Podczas wczorajszego spotkania w Centrum Dialogu przedstawiciele rolników spotkali się z przedstawicielami Ministerstwa Rolnictwa by rozmawiać o uregulowaniu statusu rolnika w kontekście wsparcia finansowego z budżetu Wspólnej Polityki Rolnej.

Aktywny rolnik „z automatu”

Propozycje Ministerstwa Rolnictwa i Rozwoju Wsi przedstawiła dyrektor Departamentu Płatności Bezpośrednich Joanna Czapla.

– W pierwszym kroku warto rozważyć przyjęcie kryteriów, które pozwolą automatycznie przyznać status aktywnego rolnika. Nasza propozycja jest taka, aby dotyczyło to po pierwsze zarejestrowanych w ARiMR. Po drugie objęłoby to rolników posiadających zwierzęta zarejestrowane w IRŻ, korzystających z płatności związanych z hodowlą zwierząt – tu jednak pojawia się pytanie o wielkość minimalnej obsady zwierząt: czy powinno to być 0,3 DJP, czy może 0,1 DJP. Automatycznie zakwalifikowani zostaliby również rolnicy wnioskujący o płatności do produkcji roślinnej, ponieważ z reguły posiadają umowy kontraktacyjne. W tym kryterium mieszczą się również rolnicy korzystający z ekoschematów (w tym roku ok. 440 tys.), choć raczej nie z ekoschematów typu “rośliny miododajne” czy “grunty wyłączone z produkcji – mówiła dyr. Czapla.

Jak udowodnić bycie rolnikiem?

– Po zsumowaniu wszystkich kryteriów liczba rolników spełniających te warunki wynosi około 570 tys.
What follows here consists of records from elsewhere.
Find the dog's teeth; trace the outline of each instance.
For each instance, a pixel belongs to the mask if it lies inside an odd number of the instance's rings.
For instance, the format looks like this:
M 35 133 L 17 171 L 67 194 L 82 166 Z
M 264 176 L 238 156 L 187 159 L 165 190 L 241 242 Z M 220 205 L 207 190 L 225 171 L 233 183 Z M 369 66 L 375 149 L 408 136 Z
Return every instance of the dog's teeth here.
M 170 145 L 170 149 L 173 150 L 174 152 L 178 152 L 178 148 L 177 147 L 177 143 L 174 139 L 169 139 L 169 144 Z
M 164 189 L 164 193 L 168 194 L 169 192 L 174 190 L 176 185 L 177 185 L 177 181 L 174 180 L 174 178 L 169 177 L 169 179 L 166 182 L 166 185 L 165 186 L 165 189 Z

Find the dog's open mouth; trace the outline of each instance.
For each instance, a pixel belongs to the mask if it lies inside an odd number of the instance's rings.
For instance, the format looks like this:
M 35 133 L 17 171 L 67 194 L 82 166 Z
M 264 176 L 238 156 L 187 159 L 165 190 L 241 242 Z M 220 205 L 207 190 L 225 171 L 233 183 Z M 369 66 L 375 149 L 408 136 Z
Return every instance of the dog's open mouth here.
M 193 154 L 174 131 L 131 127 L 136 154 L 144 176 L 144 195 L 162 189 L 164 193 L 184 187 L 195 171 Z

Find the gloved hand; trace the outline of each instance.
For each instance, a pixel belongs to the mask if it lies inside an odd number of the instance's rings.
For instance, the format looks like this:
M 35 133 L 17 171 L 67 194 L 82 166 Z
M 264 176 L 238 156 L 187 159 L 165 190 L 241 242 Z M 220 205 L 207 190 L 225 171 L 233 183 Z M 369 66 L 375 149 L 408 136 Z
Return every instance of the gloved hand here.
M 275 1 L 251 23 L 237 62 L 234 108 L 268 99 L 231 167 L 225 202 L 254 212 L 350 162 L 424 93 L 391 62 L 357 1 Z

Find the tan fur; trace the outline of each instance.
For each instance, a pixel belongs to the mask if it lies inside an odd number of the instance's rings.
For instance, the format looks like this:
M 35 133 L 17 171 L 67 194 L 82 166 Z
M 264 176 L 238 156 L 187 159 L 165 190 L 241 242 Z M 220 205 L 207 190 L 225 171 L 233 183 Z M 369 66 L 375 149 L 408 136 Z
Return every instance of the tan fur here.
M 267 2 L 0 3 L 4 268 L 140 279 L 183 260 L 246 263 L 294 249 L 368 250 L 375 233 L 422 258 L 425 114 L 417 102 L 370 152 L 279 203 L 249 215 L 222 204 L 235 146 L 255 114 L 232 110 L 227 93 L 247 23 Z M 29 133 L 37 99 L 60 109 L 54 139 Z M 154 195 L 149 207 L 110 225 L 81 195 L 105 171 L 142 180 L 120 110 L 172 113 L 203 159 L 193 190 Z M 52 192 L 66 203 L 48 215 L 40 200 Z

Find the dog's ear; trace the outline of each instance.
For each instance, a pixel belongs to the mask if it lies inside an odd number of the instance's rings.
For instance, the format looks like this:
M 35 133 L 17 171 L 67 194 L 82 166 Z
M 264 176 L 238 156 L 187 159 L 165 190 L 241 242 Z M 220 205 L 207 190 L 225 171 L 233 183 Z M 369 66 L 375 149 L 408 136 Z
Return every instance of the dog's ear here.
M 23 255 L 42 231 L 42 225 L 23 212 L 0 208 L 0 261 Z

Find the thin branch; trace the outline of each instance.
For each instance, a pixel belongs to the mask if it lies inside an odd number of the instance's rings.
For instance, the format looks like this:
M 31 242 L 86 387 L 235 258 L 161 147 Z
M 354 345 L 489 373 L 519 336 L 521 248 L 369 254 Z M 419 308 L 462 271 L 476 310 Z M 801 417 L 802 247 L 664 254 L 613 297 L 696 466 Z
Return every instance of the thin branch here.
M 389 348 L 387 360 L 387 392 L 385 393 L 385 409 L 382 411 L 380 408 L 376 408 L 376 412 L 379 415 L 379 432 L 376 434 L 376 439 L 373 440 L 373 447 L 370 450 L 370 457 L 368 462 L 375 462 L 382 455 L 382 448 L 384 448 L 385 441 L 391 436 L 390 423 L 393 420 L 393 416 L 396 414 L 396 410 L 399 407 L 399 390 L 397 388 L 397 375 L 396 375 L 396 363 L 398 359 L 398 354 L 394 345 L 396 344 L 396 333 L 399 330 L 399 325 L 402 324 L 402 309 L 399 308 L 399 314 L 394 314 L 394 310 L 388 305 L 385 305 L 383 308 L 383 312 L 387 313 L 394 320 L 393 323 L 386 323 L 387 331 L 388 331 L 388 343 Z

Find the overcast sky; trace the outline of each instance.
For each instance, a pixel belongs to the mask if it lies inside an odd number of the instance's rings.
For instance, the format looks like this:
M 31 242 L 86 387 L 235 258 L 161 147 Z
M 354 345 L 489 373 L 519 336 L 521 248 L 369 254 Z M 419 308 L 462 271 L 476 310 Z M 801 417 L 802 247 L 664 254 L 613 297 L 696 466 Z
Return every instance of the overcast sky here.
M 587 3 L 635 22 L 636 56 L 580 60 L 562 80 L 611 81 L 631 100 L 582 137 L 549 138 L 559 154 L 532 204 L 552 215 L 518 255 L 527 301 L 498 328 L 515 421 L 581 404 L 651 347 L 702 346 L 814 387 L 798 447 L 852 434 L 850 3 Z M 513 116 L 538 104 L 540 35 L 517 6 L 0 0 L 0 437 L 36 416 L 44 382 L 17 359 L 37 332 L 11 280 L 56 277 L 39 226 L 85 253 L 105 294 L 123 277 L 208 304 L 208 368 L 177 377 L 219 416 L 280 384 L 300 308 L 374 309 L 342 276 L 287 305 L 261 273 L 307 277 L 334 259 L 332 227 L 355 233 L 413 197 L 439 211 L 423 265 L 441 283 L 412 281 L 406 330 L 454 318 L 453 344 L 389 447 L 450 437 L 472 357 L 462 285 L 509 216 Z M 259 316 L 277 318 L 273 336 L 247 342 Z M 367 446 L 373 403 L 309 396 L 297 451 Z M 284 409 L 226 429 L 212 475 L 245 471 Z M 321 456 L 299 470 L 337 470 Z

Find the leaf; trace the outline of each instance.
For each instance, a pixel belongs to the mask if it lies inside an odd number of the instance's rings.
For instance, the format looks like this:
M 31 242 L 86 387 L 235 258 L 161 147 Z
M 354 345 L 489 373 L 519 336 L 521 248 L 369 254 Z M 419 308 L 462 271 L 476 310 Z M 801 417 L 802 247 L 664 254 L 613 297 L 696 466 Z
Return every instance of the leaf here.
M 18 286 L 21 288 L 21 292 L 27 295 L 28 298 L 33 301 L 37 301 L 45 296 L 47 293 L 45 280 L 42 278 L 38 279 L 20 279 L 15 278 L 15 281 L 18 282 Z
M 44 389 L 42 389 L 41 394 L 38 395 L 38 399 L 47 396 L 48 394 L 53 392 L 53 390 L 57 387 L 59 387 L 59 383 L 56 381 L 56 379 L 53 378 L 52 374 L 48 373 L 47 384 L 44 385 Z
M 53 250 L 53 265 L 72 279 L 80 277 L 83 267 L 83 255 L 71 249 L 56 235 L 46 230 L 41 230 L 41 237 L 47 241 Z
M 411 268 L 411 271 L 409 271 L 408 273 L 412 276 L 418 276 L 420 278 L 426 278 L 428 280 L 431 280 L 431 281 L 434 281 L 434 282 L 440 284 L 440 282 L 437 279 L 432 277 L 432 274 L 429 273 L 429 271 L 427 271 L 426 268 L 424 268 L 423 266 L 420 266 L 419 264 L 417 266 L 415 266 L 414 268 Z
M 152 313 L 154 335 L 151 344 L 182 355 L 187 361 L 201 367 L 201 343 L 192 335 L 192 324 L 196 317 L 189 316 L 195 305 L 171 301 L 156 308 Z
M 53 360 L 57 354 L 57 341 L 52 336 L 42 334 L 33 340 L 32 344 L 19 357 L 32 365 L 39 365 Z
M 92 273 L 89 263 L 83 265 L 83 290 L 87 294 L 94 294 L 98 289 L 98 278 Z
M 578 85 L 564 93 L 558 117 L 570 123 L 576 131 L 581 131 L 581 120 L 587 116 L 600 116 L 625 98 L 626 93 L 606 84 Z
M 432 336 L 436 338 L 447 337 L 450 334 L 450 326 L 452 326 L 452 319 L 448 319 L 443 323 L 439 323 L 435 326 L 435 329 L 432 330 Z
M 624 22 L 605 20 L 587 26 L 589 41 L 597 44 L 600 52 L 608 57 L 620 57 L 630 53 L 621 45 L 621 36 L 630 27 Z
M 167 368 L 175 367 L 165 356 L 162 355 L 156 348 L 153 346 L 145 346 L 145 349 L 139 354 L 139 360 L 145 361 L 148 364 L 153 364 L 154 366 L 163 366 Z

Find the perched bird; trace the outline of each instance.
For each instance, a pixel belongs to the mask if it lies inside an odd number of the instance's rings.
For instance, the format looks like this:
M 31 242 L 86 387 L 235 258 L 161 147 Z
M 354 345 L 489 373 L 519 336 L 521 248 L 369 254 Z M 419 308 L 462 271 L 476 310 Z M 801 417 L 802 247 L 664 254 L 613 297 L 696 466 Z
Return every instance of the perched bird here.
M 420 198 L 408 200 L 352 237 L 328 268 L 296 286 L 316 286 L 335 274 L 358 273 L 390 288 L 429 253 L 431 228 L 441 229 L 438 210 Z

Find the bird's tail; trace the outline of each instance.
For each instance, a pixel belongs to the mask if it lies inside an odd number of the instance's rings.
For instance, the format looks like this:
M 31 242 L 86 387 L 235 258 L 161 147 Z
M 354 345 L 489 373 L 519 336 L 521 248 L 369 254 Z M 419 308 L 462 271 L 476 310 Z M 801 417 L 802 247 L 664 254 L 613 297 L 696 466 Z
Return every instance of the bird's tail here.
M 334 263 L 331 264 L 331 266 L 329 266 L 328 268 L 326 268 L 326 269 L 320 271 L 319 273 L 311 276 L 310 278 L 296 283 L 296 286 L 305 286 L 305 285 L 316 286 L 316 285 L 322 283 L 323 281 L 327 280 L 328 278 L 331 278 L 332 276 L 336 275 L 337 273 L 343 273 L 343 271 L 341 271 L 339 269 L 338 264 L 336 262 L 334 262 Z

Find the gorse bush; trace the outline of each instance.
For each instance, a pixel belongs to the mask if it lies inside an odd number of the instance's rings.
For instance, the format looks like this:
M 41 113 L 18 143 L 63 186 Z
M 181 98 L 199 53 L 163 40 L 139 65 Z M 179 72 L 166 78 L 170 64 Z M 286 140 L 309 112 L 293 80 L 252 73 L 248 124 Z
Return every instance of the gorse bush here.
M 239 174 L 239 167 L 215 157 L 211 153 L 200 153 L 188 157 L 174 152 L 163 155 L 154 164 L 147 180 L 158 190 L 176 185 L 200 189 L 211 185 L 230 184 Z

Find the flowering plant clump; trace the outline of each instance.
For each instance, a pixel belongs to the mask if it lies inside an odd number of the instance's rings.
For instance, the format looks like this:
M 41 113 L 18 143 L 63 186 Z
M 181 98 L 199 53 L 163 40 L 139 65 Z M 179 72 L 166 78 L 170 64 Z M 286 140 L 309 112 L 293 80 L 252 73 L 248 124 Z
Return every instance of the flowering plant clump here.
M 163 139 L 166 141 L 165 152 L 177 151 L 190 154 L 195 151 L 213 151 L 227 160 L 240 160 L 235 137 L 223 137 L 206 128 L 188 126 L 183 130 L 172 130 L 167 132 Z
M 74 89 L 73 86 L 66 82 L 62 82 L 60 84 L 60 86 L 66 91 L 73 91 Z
Pozostaje jednak grupa około 660 tys. rolników, którzy musieliby udokumentować prowadzenie działalności rolniczej. W tej grupie aż 78% to gospodarstwa o powierzchni do 5 ha – wyjaśniała Joanna Czapla.

– Tu pierwszym kryterium mogłyby być koszty prowadzenia działalności. Należałoby określić rodzaje kosztów, obejmujące głównie środki bezpośrednie, nawozy, środki ochrony roślin oraz pracę najemną. Możliwe jest także ustalenie minimalnego poziomu kosztów, np. powyżej stawki PWD (około 483 zł/ha) lub kosztu koszenia (220–300 zł/ha). Drugim kryterium uzupełniającym mogłyby być przychody, choć ich określenie jest trudniejsze z uwagi na zmienność w zależności od roku. Można rozważyć uwzględnienie umów dzierżawy czy kontraktacji jako wskaźników przychodów – zakończyła prezentację dyrektor Departamentu Płatności Bezpośrednich.

Wyższe minimalne koszty

– Chwała, iż idziemy ku temu, żeby skończyć patologię – powiedział Konrad Krupiński, reprezentujący Ruch Gospodarstw Rodzinnych. – Tylko, co to jest koszt koszenia 200-300 zł? To mulczowanie ekologów? o ile GUS wylicza nasze dochody na poziomie 5,5 tys. zł. to minimalny koszt powinien być 1000 zł, bo nie jest problemem znaleźć faktury, ale za nie zapłacić. Warto by było spojrzeć na paliwo rolnicze, bo żaden urzędnik w gminie nie sprawdza, czy lekarz, który jest właścicielem ziemi, ma ciągnik na stanie, czy bierze dopłatę do land cruisera.

Wystarczy kryterium dochodów i przychodów?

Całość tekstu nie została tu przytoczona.